Helen was also “extremely worried that lives are in danger and that people will retaliate”. I love it when politicians speak like this because it causes absolutely all of us to panic.

The mark of a true patriot is s/he who sows alarm in everyone, not just a single race, tribe or food group. Who is retaliating? Who are they retaliating against? Us? Them? Who are they? Who are we? Whose lives are in danger? Ours? Theirs? Should we worry? Should they? It keeps you on your toes.

Zille must have thought Fransman was playing doubles with Jacob Zuma because she batted it to him, too. Good luck with that. The day Zuma intervenes to keep everything running smoothly in the Western Cape is the day Israel exports Uzis to the Gaza Strip.

The ultimate irony, of course, is that wine is undrinkable.

Ever since I discovered the benefits of alcohol, at the age of five, I have had a hard time keeping wine down.

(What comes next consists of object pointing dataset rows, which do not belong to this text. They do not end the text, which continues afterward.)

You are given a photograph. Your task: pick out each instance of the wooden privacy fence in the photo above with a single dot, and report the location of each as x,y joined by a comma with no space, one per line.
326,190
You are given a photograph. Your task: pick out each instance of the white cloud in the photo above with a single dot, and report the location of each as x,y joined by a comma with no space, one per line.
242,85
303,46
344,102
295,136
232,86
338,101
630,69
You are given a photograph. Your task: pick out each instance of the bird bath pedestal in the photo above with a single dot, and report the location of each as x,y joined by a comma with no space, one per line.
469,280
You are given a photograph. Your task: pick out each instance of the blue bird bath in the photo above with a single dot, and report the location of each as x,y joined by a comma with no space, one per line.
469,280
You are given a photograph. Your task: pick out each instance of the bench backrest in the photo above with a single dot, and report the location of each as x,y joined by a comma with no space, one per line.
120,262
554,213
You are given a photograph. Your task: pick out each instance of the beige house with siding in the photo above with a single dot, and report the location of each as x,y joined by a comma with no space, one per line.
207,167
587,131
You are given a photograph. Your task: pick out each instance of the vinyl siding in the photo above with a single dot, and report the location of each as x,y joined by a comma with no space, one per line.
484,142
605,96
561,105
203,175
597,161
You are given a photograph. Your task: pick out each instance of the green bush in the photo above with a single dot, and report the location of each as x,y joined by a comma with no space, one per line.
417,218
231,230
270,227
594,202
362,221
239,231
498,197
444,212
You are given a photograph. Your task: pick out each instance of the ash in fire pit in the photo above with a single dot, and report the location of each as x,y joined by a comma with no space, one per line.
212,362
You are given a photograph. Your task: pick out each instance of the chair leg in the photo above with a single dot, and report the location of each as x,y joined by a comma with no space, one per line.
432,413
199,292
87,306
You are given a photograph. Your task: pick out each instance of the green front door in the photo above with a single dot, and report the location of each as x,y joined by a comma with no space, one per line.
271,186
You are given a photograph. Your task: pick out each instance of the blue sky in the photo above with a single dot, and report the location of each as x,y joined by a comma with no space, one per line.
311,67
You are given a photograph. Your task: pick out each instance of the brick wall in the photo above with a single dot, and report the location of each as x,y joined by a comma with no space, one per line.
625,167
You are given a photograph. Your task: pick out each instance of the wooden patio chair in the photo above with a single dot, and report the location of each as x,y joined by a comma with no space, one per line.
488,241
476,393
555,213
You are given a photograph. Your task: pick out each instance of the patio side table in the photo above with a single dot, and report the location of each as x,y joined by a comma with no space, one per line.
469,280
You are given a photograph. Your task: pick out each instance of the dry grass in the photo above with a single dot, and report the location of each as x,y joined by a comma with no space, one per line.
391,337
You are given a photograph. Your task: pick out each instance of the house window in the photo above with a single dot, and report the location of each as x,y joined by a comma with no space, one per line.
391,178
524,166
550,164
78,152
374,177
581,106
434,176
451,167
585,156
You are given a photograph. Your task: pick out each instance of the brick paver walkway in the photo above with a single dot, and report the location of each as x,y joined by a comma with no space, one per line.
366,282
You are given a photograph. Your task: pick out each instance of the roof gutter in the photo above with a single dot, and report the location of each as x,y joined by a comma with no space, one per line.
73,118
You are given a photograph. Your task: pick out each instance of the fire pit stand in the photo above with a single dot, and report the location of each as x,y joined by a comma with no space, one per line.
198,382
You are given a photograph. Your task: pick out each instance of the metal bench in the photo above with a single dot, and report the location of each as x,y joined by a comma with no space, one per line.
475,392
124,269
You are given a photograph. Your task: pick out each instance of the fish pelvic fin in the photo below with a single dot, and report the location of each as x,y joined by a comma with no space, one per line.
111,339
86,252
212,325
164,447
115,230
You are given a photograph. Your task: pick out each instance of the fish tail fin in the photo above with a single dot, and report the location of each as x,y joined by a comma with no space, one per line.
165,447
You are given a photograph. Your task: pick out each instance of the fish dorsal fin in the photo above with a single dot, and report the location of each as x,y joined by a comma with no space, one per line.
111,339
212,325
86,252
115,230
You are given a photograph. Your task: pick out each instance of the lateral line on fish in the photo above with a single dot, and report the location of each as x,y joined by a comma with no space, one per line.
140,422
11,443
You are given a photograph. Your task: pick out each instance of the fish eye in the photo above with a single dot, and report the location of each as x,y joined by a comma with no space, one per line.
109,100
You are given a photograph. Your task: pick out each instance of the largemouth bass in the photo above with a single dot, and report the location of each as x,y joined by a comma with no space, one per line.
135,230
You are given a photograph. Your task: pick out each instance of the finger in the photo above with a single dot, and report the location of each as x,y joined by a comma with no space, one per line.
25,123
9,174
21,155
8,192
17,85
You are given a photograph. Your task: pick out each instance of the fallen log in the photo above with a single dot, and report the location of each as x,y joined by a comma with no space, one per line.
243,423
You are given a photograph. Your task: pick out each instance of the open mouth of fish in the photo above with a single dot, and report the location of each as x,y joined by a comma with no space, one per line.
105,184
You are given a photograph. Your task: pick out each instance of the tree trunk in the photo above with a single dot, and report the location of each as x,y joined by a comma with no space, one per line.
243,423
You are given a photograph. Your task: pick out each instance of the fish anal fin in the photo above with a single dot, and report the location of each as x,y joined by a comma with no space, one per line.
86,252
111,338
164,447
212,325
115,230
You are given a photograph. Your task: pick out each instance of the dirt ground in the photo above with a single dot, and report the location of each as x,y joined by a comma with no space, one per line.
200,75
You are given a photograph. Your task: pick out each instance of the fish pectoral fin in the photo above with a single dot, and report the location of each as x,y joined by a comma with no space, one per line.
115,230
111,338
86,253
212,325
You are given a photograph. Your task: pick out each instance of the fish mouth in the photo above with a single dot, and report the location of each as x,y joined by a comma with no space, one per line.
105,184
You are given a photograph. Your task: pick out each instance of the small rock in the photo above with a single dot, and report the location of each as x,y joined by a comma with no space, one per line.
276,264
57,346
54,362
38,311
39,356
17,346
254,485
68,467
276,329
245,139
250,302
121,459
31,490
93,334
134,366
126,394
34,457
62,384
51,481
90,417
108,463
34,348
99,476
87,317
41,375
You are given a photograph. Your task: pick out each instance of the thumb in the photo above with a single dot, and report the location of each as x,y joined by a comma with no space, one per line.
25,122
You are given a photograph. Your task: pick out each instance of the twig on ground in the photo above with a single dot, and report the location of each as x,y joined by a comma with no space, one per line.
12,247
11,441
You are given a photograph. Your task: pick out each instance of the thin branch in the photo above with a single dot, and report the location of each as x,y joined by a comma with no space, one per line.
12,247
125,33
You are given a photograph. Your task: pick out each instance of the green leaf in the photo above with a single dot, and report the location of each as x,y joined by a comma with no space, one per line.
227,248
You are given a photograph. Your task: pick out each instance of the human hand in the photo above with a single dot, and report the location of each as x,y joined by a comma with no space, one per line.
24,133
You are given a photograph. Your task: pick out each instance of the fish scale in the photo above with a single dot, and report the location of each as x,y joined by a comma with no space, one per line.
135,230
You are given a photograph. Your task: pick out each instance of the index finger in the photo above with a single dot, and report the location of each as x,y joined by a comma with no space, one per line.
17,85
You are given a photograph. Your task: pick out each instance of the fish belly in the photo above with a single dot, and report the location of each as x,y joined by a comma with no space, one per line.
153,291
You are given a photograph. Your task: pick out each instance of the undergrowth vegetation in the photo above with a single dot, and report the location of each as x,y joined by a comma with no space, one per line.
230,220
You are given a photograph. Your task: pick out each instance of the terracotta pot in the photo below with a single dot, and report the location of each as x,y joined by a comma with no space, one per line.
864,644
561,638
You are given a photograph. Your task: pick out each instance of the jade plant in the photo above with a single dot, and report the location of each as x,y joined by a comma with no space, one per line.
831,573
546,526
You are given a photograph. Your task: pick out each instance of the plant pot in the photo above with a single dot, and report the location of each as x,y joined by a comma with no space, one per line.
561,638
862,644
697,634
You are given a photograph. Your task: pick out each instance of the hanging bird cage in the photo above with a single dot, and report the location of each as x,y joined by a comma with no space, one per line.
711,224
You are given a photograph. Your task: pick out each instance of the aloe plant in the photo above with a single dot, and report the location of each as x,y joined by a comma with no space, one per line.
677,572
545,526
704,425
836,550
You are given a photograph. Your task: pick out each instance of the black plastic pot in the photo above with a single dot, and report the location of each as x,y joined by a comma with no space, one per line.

Even the so-called good stuff tastes like badger urine to me.

The only people who can stomach wine of any vintage are teenage girls, unemployed journalists, middle-aged homosexuals and housewives who use it to wash the Valium down.

Apart from anything else, one of the natural flavourants in wine comes from chameleons. I am the first to agree that any animal capable of looking forward and backwards at the same time, let alone changing colour at will, deserves to be harvested, liquidised and drunk slowly with a little lightly salted mozzarella and biscuits on the side. But however much they deserve to die, chameleons have never really made wine any more palatable. More earthy, perhaps, but not palatable.

The wine industry is so far up its own provincial decanter that it thinks it is superior to everyone else dealing in food and beverages and marginally related substances sold through a hole in a brick wall.

What we need to do is destroy the myth that wine farmers are somehow providing a more useful service to humanity than farmers or Mrs Bismillah and her fabulous mutton rotis.

Wine farmers generally have more money than roti farmers, and this is why we tend to stand slack-jawed in awe of these shameless grape-mongers.

Because they live in magnificent mansions on sprawling estates with wanton wives in jodhpurs and children with blue eyes and blonde hair, you instinctively believe they are a higher life form. You need to sober up.

They make their money by producing more than 800 million litres of wine each year. And every single drop passes through somebody’s liver. Okay, not every drop. A fair amount ends up down the side of your car.

They manufacture a product that disappears within hours of buying it. And once you have finished with it, the only evidence you ever had it is a brain too big for its cranium and a monkey armpit mouth. And possibly two broken legs and a criminal record.

Why do you think wine farmers and their conniving connoisseur acolytes always pick up a glass by its stem? They would have us believe that it’s done to avoid warming the wine, but those of us who have been around these swine know that it’s to prevent the police from lifting a clean set of prints.